Education is the issue, but politics is the subtext

Public Editor

April 02, 2006|By PAUL MOORE | PAUL MOORE,PUBLIC EDITOR

Two words commonly used to describe the Baltimore City public school system - fairly or unfairly - are "troubled" and "beleaguered." And in this election year, the performance of Maryland's fourth-largest but most-visible school system will play a major role in the gubernatorial race.

As Sun education reporter Sara Neufeld said, "Now more than ever, I have to examine the political context behind virtually every story I write, given the power struggle between the city and the state."

Over the past few years the state school board has placed certain city schools under third-party control because they continually failed to meet mandated academic standards.

This continuing struggle intensified Wednesday with The Sun's front-page article reporting that Maryland schools Superintendent Nancy S. Grasmick had asked the state to take control of four Baltimore high schools and seven middle schools because of continued "very poor" test scores. The Ehrlich administration agreed to the takeover plan, which would take effect in 18 months.

City school board Chairman Brian D. Morris was quoted in the story angrily decrying the proposal as politically motivated. Grasmick, who has been mentioned as a possible running mate for Gov. Robert L. Ehrlich Jr., denied that politics were involved.

Thursday's stories in The Sun described an even more intense debate over the political ramifications of the decision, including rancorous exchanges between Grasmick and unhappy Baltimore legislators.

Reader and Baltimore resident Louis Mason agreed with the decision to take control of the 11 schools: "What is really sad is that this city has had years to make changes, but instead they just try to protect jobs and therefore perpetuate a clearly broken system."

But John Monahan had a different view: "First the state uses the failures of the city school system to orchestrate a partial takeover. Then, when schools continue to flounder, the state continues to blame the city. ... Next, Gov. Ehrlich and the state school board wait until an election year to take over 11 city schools. Ehrlich becomes indignant when anyone suggests that this is politically motivated. He insists that he is only thinking of the children. ... Both sides need to work together and put the needs of the children first."

Reader passions over another education issue were fanned a few days earlier by two articles written by Neufeld examining perceived threats to several schools that are considered "islands of excellence" in the city system.
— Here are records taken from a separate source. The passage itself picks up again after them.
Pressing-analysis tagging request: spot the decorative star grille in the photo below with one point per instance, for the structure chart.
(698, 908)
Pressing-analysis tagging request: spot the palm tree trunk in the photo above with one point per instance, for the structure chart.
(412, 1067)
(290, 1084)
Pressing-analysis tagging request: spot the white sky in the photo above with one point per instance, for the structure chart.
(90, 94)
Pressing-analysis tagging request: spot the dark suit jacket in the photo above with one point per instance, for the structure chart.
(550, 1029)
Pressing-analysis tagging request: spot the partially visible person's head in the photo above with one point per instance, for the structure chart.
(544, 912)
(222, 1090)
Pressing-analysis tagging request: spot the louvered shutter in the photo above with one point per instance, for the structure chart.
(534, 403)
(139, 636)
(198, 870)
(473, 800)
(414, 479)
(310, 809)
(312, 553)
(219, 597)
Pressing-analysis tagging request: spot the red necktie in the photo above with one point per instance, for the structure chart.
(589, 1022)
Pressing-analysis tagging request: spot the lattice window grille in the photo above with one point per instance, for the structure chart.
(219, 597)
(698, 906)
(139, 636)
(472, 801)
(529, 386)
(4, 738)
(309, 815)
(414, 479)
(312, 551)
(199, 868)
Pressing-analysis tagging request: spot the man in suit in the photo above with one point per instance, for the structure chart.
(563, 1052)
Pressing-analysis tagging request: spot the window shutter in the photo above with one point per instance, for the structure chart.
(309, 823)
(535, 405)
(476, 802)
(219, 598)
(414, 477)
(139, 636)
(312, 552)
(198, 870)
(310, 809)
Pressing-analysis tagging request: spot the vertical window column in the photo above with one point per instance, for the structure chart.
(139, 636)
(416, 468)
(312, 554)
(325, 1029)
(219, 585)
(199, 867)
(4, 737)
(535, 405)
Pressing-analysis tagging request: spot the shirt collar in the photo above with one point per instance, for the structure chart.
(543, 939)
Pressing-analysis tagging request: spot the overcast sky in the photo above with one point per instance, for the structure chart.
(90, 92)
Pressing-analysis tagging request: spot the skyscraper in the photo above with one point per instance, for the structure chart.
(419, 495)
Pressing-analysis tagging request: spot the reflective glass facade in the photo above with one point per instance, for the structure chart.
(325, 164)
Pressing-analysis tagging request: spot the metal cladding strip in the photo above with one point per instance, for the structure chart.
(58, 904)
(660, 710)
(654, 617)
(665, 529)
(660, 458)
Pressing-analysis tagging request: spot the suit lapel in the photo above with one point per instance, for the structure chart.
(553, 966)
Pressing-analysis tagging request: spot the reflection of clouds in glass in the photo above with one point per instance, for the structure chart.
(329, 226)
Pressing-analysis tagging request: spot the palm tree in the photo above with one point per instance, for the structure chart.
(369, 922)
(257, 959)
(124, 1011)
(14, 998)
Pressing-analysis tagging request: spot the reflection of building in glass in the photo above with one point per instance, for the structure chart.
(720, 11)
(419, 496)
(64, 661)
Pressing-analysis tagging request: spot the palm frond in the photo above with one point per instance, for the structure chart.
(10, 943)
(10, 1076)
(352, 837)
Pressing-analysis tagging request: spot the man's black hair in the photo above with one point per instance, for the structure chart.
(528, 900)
A March 23 article reported that administrators had lowered admission standards at Western High School, the nation's oldest all-girl public high school, by accepting freshmen who would have been rejected in previous years. The story also noted that only 25 percent of next year's incoming freshmen at Paul Laurence Dunbar High School met previous admission requirements.

A story the following day reported that some of the most qualified students were rejected by Polytechnic Institute because they listed the school as their second choice on their applications.
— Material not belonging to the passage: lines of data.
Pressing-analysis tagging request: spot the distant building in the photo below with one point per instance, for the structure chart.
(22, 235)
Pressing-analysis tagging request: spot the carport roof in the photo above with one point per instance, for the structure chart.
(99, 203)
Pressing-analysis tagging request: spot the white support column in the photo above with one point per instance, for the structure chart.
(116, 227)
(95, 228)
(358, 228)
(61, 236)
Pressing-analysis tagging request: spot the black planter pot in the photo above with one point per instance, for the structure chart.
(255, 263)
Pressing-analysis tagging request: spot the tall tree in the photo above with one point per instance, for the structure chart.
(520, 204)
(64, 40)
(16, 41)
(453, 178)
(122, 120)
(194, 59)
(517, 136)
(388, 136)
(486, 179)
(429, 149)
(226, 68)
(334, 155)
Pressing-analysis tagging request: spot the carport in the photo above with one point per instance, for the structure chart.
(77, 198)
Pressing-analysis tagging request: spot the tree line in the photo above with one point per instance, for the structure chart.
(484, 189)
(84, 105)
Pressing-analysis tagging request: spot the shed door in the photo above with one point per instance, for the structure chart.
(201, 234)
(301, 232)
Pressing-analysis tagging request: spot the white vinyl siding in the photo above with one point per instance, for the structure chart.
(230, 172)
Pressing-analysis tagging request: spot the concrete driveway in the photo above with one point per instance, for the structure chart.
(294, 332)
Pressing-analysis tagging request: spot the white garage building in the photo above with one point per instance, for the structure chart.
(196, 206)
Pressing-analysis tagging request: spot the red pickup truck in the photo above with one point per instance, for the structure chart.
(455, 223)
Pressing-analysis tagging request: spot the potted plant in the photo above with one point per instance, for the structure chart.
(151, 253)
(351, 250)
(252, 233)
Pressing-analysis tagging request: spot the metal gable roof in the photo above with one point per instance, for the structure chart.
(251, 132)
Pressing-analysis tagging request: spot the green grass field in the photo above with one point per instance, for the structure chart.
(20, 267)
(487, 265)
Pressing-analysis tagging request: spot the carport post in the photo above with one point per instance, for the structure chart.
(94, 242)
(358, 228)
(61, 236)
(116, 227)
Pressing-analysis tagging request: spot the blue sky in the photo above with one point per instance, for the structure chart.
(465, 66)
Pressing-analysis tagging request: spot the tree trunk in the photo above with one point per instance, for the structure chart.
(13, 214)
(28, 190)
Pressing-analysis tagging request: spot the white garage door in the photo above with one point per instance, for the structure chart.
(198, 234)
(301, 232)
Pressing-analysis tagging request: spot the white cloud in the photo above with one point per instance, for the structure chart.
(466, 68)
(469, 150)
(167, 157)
The standards set at Western, Polytechnic and several other elite high schools provide tangible evidence for parents and students that a high-quality public school education can be had in Baltimore. Neufeld's articles cast doubt on that prospect, generating significant reactions from readers.
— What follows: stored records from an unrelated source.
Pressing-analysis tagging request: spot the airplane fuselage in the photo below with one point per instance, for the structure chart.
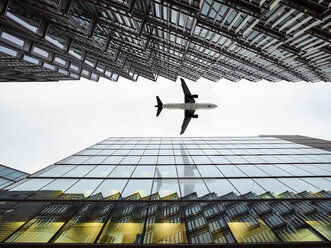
(189, 106)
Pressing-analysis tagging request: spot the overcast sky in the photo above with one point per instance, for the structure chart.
(42, 123)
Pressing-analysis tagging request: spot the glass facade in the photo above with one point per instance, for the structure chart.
(9, 175)
(255, 40)
(213, 190)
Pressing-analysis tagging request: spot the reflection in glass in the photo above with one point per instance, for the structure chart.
(83, 188)
(32, 185)
(209, 171)
(299, 185)
(84, 226)
(144, 171)
(196, 187)
(110, 189)
(113, 160)
(251, 170)
(220, 186)
(231, 171)
(166, 160)
(38, 230)
(252, 232)
(125, 225)
(275, 187)
(100, 171)
(54, 189)
(166, 233)
(79, 171)
(166, 171)
(130, 160)
(187, 171)
(57, 171)
(122, 171)
(148, 160)
(245, 186)
(166, 187)
(141, 187)
(95, 160)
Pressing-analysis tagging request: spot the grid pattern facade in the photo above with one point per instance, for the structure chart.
(272, 40)
(9, 176)
(233, 190)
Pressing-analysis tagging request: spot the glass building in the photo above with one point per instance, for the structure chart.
(256, 40)
(267, 191)
(9, 175)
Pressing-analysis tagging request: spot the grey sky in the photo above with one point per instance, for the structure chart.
(42, 123)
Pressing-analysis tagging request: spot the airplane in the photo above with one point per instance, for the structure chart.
(189, 106)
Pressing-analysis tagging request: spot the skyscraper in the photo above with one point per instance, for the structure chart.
(272, 40)
(9, 175)
(264, 191)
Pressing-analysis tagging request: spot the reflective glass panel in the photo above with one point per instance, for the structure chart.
(122, 171)
(83, 188)
(79, 171)
(194, 187)
(110, 189)
(166, 171)
(57, 171)
(140, 187)
(166, 187)
(144, 171)
(100, 171)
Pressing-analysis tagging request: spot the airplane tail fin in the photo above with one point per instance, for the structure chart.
(159, 106)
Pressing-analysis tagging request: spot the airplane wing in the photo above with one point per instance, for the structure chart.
(187, 119)
(188, 96)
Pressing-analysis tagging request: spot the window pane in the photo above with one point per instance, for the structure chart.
(122, 171)
(299, 185)
(166, 160)
(32, 185)
(144, 171)
(140, 187)
(83, 188)
(113, 160)
(95, 160)
(79, 171)
(220, 186)
(272, 185)
(245, 186)
(166, 187)
(148, 160)
(166, 171)
(219, 160)
(187, 171)
(57, 171)
(130, 160)
(100, 171)
(196, 187)
(110, 189)
(209, 171)
(251, 170)
(231, 171)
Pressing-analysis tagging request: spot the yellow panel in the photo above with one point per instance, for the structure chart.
(7, 228)
(300, 235)
(84, 232)
(322, 227)
(166, 233)
(36, 231)
(247, 232)
(120, 232)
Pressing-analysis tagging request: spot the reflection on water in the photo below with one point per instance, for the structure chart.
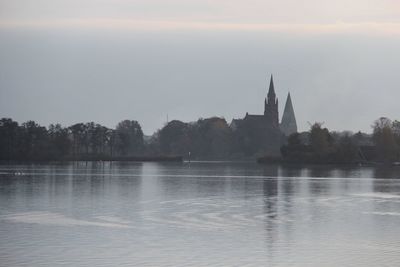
(198, 214)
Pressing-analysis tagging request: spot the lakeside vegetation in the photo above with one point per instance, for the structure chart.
(210, 138)
(319, 145)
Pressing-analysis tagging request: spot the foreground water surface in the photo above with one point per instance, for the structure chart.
(198, 214)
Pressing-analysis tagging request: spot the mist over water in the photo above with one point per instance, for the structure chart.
(198, 214)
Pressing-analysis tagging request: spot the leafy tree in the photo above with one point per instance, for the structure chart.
(129, 137)
(384, 139)
(60, 142)
(8, 138)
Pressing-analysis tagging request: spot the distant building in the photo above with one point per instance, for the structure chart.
(288, 124)
(262, 134)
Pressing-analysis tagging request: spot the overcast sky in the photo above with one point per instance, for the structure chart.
(74, 61)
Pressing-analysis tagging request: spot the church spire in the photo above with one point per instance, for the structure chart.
(271, 104)
(288, 124)
(271, 91)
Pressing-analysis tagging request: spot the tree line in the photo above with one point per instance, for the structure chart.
(31, 141)
(319, 145)
(210, 138)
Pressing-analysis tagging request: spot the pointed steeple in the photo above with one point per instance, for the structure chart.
(288, 124)
(271, 91)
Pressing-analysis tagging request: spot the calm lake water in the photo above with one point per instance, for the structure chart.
(198, 214)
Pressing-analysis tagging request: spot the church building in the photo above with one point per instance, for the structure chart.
(263, 134)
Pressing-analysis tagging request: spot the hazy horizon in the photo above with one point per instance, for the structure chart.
(105, 61)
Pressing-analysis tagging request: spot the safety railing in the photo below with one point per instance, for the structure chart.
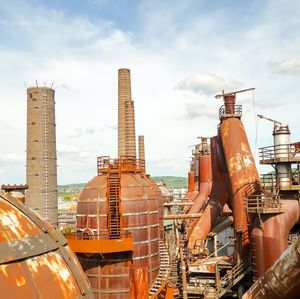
(280, 153)
(233, 276)
(231, 111)
(280, 181)
(263, 204)
(126, 164)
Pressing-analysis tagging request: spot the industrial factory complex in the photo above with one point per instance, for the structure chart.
(234, 234)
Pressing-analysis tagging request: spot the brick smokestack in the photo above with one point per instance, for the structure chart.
(126, 120)
(141, 147)
(41, 167)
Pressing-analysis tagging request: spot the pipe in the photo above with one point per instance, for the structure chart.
(191, 181)
(282, 279)
(130, 145)
(182, 216)
(183, 274)
(124, 95)
(205, 182)
(270, 236)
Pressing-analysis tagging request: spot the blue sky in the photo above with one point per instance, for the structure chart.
(181, 53)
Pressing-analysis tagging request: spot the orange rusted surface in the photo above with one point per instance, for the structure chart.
(282, 279)
(205, 183)
(139, 285)
(35, 261)
(191, 181)
(139, 218)
(99, 246)
(15, 225)
(197, 235)
(270, 236)
(243, 175)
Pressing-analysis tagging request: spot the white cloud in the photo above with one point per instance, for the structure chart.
(291, 67)
(81, 54)
(207, 83)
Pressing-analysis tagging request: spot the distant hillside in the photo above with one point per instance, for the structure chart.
(70, 190)
(172, 181)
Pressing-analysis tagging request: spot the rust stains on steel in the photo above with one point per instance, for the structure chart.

"You are to be commended for your thorough article on the admissions problem for Western High School," said Sandra Wighton, who was principal of Western from 1979 to 1994. "I've been impressed with your `spot-on' objective education reporting."

Reader Beth Casey praised Neufeld's admissions articles but added: "I think there is a danger of many simply seizing on the statistic as the only issue that needs solving."

The Polytechnic story, in fact, gave Montgomery County Executive Douglas M. Duncan, who opposes Baltimore Mayor Martin O'Malley for the Democratic gubernatorial nomination, an opportunity to criticize the mayor. "This is what happens when you don't put education first," Duncan chided.

In my view, this predictable political quote added nothing substantive to the debate and did not belong in the article.

A few readers complained that the stories did not include enough input from city school officials, including the fact that the changes at Western and Dunbar were made at the request of the schools to keep them fully enrolled.

Top school administrators were in this instance their own worst enemies because they failed to provide coherent and timely information to the media - and their principals and PTA groups.